In my perspective from the back of the bus, I have observed that many manufacturers and product reps are not being very strategic about marketing with continuing education. There appears to be considerable confusion about when to offer AIA/CES continuing education or when to give a product presentation. Or worse yet, many providers are giving up product presentations and only offering so-called continuing education programs.

Generally speaking, I believe that providing AIA/CES continuing education is always preferable to presenting a product presentation. In the long run, continuing education is a much more effective marketing tool. It clearly demonstrates industry expertise, design application, and specification knowledge far better than a product presentation. If your continuing education programs are truly non-biased and impartial (not generic and non-proprietary), you will solidly establish yourself and your firm as industry experts and critical resources for your segment of the industry.

[emphasis added by 4specs]
In my mind, ultimate success in marketing design professionals is being the first rep the specifier calls and getting specified. Continuing education is about expertise, not products.

On the other hand, when you have an opportunity to work with a design professional on a project, consider not offering an AIA/CES program. Give them a project-focused product presentation that will help them design and build a better mouse trap. It is very important to understand the strategic difference. By policy and definition, continuing education programs are about educating the design professionals on industry standards, applications, and range of industry solutions. Product presentations are clearly sales and marketing presentations, that, while educational, are not professional development type programs.

If the design professionals inquire about continuing education credit, remind them that they can self-report any type of product or educational presentation. I suggest that you have available blank copies of the AIA Form A Self Report Form. Under no circumstances fill it out. AIA/CES's policy does not allow providers to fill out self report forms.

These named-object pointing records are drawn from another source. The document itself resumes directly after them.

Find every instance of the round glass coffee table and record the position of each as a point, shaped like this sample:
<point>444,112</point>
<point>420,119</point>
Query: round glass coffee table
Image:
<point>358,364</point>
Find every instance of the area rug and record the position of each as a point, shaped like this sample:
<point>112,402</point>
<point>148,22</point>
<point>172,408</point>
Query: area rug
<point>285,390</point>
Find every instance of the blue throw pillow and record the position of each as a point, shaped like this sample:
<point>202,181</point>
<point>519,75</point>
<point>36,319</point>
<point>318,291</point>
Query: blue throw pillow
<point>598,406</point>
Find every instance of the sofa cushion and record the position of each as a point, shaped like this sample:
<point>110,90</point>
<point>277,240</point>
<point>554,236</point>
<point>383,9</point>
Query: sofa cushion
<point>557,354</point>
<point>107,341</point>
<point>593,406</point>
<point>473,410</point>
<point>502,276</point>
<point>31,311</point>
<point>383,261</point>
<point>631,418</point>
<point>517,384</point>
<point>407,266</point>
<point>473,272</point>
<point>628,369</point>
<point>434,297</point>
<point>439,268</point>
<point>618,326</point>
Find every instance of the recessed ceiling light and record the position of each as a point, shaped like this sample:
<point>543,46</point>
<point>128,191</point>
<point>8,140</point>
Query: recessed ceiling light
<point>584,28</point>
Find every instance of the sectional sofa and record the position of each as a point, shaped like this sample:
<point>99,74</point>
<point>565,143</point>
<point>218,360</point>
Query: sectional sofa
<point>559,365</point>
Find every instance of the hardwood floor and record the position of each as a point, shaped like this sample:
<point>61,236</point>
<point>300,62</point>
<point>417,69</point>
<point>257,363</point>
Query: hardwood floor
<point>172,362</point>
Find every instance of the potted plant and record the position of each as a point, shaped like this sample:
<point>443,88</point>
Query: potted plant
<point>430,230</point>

In the final analysis, implementing this 2-fold strategy will allow you to cover your marketing options much more effectively and with a significantly higher lever of service to the design professionals.

That's my view from the back of the bus, welcome aboard, come on back, and let me hear from you.


Michael D. Chambers FCSI FAIA, CCS is actively engaged in designing, production, and presenting continuing education programs, guide specifications, and sales training for the construction product industry. He is active nationally in FAIA, CSI, DHI, SCIP, and WDMA. Michael is principal of MCA Specification, Construction Product Marketing Group of Eden Prairie, MN and a specifier for ATS&R Architects of Minneapolis, MN. He can be reached at 925-941-2750 or at

4specs Additional Thoughts

  1. Not every architect is a member of AIA - only 30% are members is a number I recall but cannot trackdown. In large firms only the principals are typically AIA members. The other 70% still need continuing education in 22 states to maintain their licenses.
  2. While AIA members need 18 hours of continuing education or Learning Units per year and 8 in Health Safety and Welfare, 22 states require architects to have continuing education and generally 8 hours of HSW.
  3. According to AIA, self designed programs cannot be used for HSW hours, but your presented program may qualify for HSW hours.
  4. When I did these presentations, I had available a copy of the talk outline so the architect can document the presentation and self report the hours.
  5. Selling through continuing education will not work for every type of product. I sold firestopping and fireproofing and easily qualified for the HSW hours. Selling irrigation equipment will be more difficult.

Here are two firms with marketing programs that can provide you assistance in presenting your product information in continuing education programs. Note that 4specs has exchanged marketing with both firms.

[one firm no longer in business]

Ron Blank and Associates - has a wide range of architectural marketing services. For learning units, they will help develop a course, put the course on their website so architects can access the course online, and they will report your attendees to the AIA for credit.